Too Many Winners is a 1947 American crime film directed by William Beaudine and starring Hugh Beaumont, Trudy Marshall and Ralph Dunn.

Plot
Private detective Michael Shayne and his girlfriend/secretary Phyllis are in the office ready to leave on a duck-hunting vacation but are puzzled when a mysterious stranger arrives who announces that he intended to offer a bribe to not take a certain unspecified case, but hearing that Shane is going away anyway, abruptly departs. The mystery deepens when Shayne is invited over by a Mayme Martin with an offer to sell certain valuable information which Shayne declines. Leaving Martin's, Shayne is ambushed by a pair of odd thugs under orders of their boss seeking to know what Martin told him, which was nothing; they beat up and leave Shayne in the city dump.

Now drawn in to an obvious situation, Shayne sends his reporter friend Tim Rourke to accept Martin's information offer, but instead Rourke encounters police and her murdered body.

It turns out that the mystery concerns criminal activity at the Santa Rosita racetrack. The president Albert Payson's track manager John Hardeman hires Shayne to solve a counterfeit ticket racket that is bankrupting the track. The printer for the legitimate tickets is a trusted company owned by Payson, and Hardeman alone decides on the tickets' secret daily design and code numbers.

The track offers one other lead. Gil Madden, owner of the Tribune, had long been trying to get the contract for printing the tickets. He had financed the purchase of the Tribune using as collateral a printing company he'd acquired from a prison inmate, a Theodore Ross.

Shayne recognizes Madden as the stranger who offered the bribe to drop the case and he won't answer questions. Madden's partner, photographer/engraver Ben Edwards, also refuses to be questioned.
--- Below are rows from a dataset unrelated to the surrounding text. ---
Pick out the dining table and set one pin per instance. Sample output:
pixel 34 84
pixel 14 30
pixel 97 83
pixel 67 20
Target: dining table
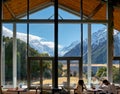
pixel 95 91
pixel 18 90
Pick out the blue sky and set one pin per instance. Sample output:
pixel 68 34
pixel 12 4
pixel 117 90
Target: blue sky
pixel 67 32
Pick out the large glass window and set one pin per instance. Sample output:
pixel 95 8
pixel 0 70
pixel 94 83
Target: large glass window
pixel 7 55
pixel 41 40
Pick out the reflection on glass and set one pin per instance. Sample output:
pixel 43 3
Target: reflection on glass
pixel 74 73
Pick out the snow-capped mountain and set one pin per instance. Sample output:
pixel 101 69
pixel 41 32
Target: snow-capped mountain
pixel 68 48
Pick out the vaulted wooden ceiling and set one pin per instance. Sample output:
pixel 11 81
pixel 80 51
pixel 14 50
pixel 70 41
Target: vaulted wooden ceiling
pixel 92 9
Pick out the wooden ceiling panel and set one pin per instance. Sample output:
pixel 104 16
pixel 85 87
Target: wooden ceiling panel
pixel 91 8
pixel 117 19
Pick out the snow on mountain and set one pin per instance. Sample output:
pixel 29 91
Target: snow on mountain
pixel 36 42
pixel 68 48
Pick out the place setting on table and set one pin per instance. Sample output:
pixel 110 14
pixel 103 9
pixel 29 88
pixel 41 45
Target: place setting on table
pixel 94 89
pixel 17 89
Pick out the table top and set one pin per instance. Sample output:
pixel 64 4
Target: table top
pixel 94 90
pixel 16 90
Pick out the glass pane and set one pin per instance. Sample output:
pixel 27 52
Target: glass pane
pixel 116 43
pixel 47 74
pixel 21 54
pixel 46 13
pixel 63 14
pixel 7 55
pixel 96 53
pixel 41 40
pixel 35 73
pixel 62 73
pixel 74 73
pixel 69 40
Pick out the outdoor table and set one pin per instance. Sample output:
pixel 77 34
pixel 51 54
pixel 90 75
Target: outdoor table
pixel 18 90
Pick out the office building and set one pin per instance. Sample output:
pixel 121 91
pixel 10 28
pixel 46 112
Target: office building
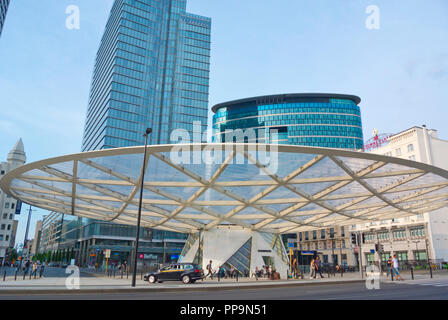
pixel 9 206
pixel 421 237
pixel 317 120
pixel 151 71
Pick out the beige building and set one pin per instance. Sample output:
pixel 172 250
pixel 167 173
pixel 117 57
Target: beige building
pixel 37 235
pixel 8 205
pixel 332 244
pixel 419 237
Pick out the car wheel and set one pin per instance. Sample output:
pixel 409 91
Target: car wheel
pixel 186 279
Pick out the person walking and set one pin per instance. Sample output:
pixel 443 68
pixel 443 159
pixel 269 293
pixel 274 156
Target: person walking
pixel 41 271
pixel 317 268
pixel 209 270
pixel 312 269
pixel 389 266
pixel 27 266
pixel 35 267
pixel 396 268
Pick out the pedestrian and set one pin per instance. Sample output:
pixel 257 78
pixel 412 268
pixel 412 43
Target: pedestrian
pixel 209 270
pixel 389 266
pixel 41 271
pixel 231 272
pixel 317 268
pixel 27 266
pixel 396 268
pixel 312 269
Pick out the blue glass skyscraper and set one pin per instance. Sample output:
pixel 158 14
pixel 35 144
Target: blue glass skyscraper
pixel 151 70
pixel 3 8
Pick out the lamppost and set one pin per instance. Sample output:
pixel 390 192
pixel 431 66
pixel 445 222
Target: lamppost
pixel 134 273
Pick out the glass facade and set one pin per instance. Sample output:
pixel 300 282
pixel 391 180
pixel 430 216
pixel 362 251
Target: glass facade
pixel 3 8
pixel 151 70
pixel 320 120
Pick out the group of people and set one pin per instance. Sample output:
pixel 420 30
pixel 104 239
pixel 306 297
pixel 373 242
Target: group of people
pixel 315 268
pixel 393 267
pixel 221 272
pixel 33 268
pixel 265 271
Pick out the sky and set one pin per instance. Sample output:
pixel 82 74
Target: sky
pixel 259 47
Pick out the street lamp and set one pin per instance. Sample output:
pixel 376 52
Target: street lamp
pixel 134 273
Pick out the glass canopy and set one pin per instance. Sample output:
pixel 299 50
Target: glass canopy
pixel 271 188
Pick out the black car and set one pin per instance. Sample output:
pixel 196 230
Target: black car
pixel 185 272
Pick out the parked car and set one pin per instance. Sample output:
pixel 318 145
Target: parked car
pixel 185 272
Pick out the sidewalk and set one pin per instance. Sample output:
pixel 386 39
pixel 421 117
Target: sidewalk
pixel 100 284
pixel 87 283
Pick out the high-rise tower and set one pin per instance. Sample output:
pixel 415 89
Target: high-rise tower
pixel 151 70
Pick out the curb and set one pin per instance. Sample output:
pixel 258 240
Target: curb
pixel 137 290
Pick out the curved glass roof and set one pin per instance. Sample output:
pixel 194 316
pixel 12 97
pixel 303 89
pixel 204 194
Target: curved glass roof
pixel 272 188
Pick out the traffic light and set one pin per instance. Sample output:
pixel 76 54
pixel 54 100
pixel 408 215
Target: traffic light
pixel 354 238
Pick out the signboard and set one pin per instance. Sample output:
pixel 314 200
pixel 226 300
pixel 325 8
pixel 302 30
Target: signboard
pixel 147 256
pixel 378 140
pixel 307 253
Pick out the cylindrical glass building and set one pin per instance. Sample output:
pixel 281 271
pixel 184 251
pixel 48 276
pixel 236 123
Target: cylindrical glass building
pixel 307 119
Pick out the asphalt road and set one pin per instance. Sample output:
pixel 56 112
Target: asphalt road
pixel 428 289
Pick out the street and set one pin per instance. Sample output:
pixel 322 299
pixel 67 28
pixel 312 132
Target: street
pixel 424 289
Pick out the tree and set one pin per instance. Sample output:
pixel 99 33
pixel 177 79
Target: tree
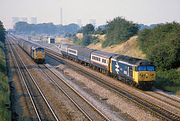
pixel 162 45
pixel 2 32
pixel 88 29
pixel 119 29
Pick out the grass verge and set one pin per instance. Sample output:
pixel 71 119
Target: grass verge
pixel 5 114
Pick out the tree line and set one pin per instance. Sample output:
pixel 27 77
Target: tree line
pixel 45 28
pixel 162 45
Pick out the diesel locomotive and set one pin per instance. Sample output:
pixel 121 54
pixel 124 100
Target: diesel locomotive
pixel 36 52
pixel 134 71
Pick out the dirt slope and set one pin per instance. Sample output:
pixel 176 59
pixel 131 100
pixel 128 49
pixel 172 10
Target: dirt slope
pixel 130 48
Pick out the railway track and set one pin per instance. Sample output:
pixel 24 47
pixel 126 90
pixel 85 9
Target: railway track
pixel 164 98
pixel 162 112
pixel 87 109
pixel 41 106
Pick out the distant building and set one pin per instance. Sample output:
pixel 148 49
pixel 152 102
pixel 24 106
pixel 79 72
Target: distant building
pixel 24 19
pixel 15 20
pixel 93 22
pixel 33 20
pixel 79 22
pixel 51 40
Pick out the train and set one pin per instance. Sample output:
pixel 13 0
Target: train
pixel 37 53
pixel 134 71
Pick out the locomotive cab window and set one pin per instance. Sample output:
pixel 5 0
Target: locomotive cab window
pixel 104 60
pixel 141 68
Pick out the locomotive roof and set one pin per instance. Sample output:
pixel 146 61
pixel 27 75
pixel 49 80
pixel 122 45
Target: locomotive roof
pixel 102 54
pixel 131 60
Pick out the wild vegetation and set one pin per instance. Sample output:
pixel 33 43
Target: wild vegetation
pixel 4 87
pixel 118 30
pixel 87 39
pixel 45 28
pixel 162 46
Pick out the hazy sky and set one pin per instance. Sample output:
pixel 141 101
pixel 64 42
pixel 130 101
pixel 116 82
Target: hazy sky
pixel 139 11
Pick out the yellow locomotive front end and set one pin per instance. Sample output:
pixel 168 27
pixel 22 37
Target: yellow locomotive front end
pixel 39 55
pixel 144 76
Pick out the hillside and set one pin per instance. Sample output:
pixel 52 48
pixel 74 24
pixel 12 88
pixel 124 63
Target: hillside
pixel 130 48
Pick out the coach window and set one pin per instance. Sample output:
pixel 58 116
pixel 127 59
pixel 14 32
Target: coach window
pixel 104 60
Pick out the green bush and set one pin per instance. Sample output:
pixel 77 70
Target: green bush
pixel 168 80
pixel 119 30
pixel 162 45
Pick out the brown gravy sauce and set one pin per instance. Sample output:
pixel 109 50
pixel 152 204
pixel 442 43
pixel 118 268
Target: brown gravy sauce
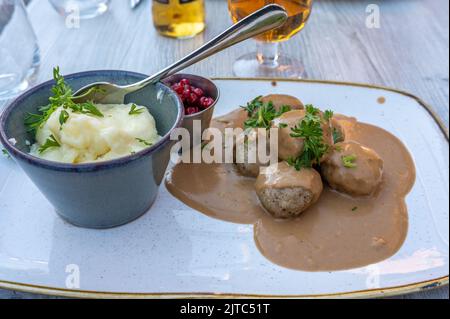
pixel 338 232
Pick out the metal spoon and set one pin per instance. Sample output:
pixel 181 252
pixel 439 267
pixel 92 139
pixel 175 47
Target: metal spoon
pixel 268 18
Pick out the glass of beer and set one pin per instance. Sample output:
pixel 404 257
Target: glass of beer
pixel 267 60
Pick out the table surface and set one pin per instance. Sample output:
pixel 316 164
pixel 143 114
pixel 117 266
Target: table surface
pixel 410 50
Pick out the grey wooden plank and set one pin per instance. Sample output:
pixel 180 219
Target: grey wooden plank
pixel 410 50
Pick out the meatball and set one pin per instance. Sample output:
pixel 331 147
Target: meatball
pixel 292 147
pixel 353 169
pixel 285 192
pixel 279 100
pixel 250 140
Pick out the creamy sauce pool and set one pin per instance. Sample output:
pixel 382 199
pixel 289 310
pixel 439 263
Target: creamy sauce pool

As it turns out, Gil Madden is aka Theodore Ross and Ben Edwards is aka Claude Bates. Years ago they were convicted of together counterfeiting Irish sweepstakes tickets and sent to Joliet Penitentiary. Madden served a light sentence and was released but Edwards drew 20 to 50 and after two years, broke out. Edwards has acquired a wife and son who know nothing about his past.

Despite the efforts of Edwards to remake his life, inventing a new type of camera, sadly Hardeman figured out his identity and began blackmailing the escaped convict to force him to make the counterfeit racing tickets.

We are now at the point of the film where Hardeman fears Edwards will talk and directs his thugs to kill him, as he had ordered the death of Martin who knew about the blackmail. But just as he speaks this order into the phone, Edwards shows up to instead shoot and kill Hardeman; in turn as he is leaving, Edwards is shot and killed by Hardeman's thugs.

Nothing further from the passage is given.